7La quatrième partie est consacrée aux écrivains et à leurs descriptions des paysages. Wordsworth prétexta d’aller parfaire son français pour rester plus que nécessaire dans le Val de Loire, où il rencontra à Orléans Annette Vallon. Il en eut secrètement une fille, avant de repartir pour l’Angleterre finir son Prélude (1805), dans lequel il idéalisa son séjour français par l’effacement de toutes les références à ce « péché », en suspendant « le cours de son existence le long du cours de la Loire grâce à la mémoire, avant d’avancer vers une période de sa vie et de l’histoire […] où le cours d’eau va se changer peu à peu, avec la terreur, en l’image d’un “fleuve de sang” » (Anne Rouhette, p. 250). Balzac produit une autre poésie dans Le Lys dans la vallée : espace enchanteur, lié à découverte de soi et à la profusion des sentiments amoureux, la Touraine promet la libération autant nationale – par le retour à la légitimité – qu’individuelle et érotique : « avant la vallée berceau, c’est donc le corps désiré qui est décrit comme un relief ; avec ses courbes, ses couleurs, ses lumières, il donne des “jouissances infinies” au jeune homme assoiffé d’amour » (Gleya Maâtallah, p. 254). La Touraine devient l’espace scriptural de la création artistique lié à l’expansion émotionnelle du voyageur. Visitant la Loire, Flaubert montrera davantage de précision dans le travail de l’écriture, décrivant des ruines plus spécialement végétalisées, les laissant soulever les voiles de l’imagination historique. On retrouve déjà, dans Par les champs et par les grèves, sa philosophie de l’histoire : « le progrès n’existe pas, les mêmes passions s’affrontent, les mêmes causes produisent les mêmes effets » (Marie-France Boireau, p. 272). Pour autant, et contre Balzac, le Centre ne saurait satisfaire le goût romantique du xixe siècle en ce qu’il reste la région du juste milieu, loin des grandes passions, loin du sublime ou du pittoresque. Beaucoup d’écrivains qui la traversent en retracent l’absence de contours et de reliefs. Pourtant, c’est à cette période que se constitue une tentative de définition de la correspondance visuelle « entre les panoramas urbains qui jalonnent les parcours au fil de la Loire et les codes de la vue pittoresque » (Odile Parsis-Barubé, p. 284), dans un questionnement sur les arts médiéval et renaissant, avec une nette préférence pour le premier, sans doute en raison du déplacement historique fictionnel qu’il permit aux romantiques.

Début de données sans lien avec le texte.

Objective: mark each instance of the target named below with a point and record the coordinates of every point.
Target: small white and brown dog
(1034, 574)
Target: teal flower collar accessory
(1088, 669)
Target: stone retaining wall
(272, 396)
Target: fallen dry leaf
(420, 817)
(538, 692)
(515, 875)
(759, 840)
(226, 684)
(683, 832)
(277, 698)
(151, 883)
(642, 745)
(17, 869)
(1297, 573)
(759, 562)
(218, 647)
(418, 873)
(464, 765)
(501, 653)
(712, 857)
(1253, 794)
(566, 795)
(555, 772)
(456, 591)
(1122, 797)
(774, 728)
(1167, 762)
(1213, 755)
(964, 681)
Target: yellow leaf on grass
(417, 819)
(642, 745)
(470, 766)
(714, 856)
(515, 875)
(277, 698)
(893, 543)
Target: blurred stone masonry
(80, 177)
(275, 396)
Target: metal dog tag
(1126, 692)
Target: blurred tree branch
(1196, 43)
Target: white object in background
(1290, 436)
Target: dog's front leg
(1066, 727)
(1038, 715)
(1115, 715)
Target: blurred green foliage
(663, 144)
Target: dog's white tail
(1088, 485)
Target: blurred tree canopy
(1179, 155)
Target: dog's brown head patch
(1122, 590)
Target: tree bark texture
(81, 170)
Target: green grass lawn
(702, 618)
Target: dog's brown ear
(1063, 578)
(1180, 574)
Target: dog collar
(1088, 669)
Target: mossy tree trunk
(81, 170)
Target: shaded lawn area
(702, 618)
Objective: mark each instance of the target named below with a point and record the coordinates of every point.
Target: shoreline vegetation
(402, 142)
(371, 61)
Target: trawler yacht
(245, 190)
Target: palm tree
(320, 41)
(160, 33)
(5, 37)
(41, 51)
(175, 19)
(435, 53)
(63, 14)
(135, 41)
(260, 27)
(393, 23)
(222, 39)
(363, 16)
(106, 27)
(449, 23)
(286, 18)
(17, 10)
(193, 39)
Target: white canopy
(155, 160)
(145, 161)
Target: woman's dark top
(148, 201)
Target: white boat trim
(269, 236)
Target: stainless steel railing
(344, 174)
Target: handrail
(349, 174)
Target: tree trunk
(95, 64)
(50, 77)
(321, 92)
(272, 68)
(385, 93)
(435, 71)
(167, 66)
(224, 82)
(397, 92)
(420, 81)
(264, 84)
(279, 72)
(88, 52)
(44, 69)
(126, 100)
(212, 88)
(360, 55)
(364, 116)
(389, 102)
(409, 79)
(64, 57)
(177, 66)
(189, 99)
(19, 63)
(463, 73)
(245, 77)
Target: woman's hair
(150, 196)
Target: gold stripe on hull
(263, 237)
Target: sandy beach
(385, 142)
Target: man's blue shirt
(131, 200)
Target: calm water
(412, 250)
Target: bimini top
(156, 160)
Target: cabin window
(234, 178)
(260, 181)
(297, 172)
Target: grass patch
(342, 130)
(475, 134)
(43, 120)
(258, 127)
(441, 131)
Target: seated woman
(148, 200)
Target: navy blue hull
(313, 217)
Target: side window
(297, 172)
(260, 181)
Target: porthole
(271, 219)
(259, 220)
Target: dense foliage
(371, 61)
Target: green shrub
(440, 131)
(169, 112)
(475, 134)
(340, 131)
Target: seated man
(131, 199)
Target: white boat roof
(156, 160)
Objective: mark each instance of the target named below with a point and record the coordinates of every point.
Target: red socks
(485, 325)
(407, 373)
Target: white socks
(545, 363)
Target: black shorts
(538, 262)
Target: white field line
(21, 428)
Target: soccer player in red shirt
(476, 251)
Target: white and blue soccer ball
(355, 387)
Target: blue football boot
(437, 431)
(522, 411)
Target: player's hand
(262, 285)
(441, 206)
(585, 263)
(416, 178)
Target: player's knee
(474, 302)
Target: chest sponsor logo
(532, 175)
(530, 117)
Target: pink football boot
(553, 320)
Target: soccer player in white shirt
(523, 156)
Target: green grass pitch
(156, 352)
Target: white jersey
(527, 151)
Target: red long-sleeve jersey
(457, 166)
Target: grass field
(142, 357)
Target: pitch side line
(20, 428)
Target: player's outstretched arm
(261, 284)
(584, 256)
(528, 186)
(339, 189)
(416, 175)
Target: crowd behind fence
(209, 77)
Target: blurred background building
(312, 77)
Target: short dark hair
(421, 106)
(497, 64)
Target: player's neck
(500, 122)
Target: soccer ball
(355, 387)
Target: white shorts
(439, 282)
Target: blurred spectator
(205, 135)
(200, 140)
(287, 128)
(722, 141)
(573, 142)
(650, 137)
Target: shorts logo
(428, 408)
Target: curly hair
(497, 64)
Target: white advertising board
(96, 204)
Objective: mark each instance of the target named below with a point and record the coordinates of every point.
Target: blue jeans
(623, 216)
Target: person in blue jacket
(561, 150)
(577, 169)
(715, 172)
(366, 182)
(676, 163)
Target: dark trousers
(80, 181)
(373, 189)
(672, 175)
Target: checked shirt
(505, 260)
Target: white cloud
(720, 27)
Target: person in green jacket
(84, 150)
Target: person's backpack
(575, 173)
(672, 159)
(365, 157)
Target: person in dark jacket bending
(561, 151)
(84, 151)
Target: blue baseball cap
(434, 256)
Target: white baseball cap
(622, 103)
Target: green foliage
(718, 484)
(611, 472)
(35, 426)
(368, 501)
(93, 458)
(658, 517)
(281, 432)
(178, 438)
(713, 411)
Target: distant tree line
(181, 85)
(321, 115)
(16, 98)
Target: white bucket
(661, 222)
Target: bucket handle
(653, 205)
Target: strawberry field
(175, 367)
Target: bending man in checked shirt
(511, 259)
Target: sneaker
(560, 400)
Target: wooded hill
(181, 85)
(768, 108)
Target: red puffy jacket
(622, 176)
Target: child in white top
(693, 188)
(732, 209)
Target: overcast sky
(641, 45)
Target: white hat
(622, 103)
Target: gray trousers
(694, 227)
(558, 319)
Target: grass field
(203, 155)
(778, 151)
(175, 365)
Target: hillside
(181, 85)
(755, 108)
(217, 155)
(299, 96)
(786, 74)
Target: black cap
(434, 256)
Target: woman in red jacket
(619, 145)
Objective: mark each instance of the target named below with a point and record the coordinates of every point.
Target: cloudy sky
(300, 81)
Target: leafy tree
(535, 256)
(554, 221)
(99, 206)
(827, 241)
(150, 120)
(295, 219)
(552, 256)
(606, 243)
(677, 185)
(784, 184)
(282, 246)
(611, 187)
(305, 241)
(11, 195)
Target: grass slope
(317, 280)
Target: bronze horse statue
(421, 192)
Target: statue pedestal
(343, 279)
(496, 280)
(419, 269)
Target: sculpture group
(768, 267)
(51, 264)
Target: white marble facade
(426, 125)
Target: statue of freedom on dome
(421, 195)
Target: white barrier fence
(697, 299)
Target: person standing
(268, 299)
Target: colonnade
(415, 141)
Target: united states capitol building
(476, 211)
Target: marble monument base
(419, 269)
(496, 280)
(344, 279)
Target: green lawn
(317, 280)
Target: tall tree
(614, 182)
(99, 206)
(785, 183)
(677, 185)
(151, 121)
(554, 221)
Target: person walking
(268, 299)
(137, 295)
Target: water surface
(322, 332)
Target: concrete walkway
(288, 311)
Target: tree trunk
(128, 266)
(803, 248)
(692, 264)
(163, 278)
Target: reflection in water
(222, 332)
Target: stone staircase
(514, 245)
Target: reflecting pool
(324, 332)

8La conclusion d’Anne Friederike Delouis est lucide sur ce travail d’ampleur, magistralement mené – nous n’en avons dessiné que les grandes lignes –, en en montrant les limites que sont tous les sujets qui auraient aussi pu rentrer dans cette découverte régionale, comme les pèlerins se rendant à Saint-Jacques de Compostelle, ou encore les mariniers de la Loire. Mais ce recueil arrive sans doute à un autre résultat, celui de montrer, à travers le « juste milieu » du paysage, de sa position géographique, de ses richesses architecturales, tout ce qui concourt en définitive à faire du Val de Loire le symbole d’un charme typiquement français, qui l’élève au rang de « paysage culturel » (p. 294).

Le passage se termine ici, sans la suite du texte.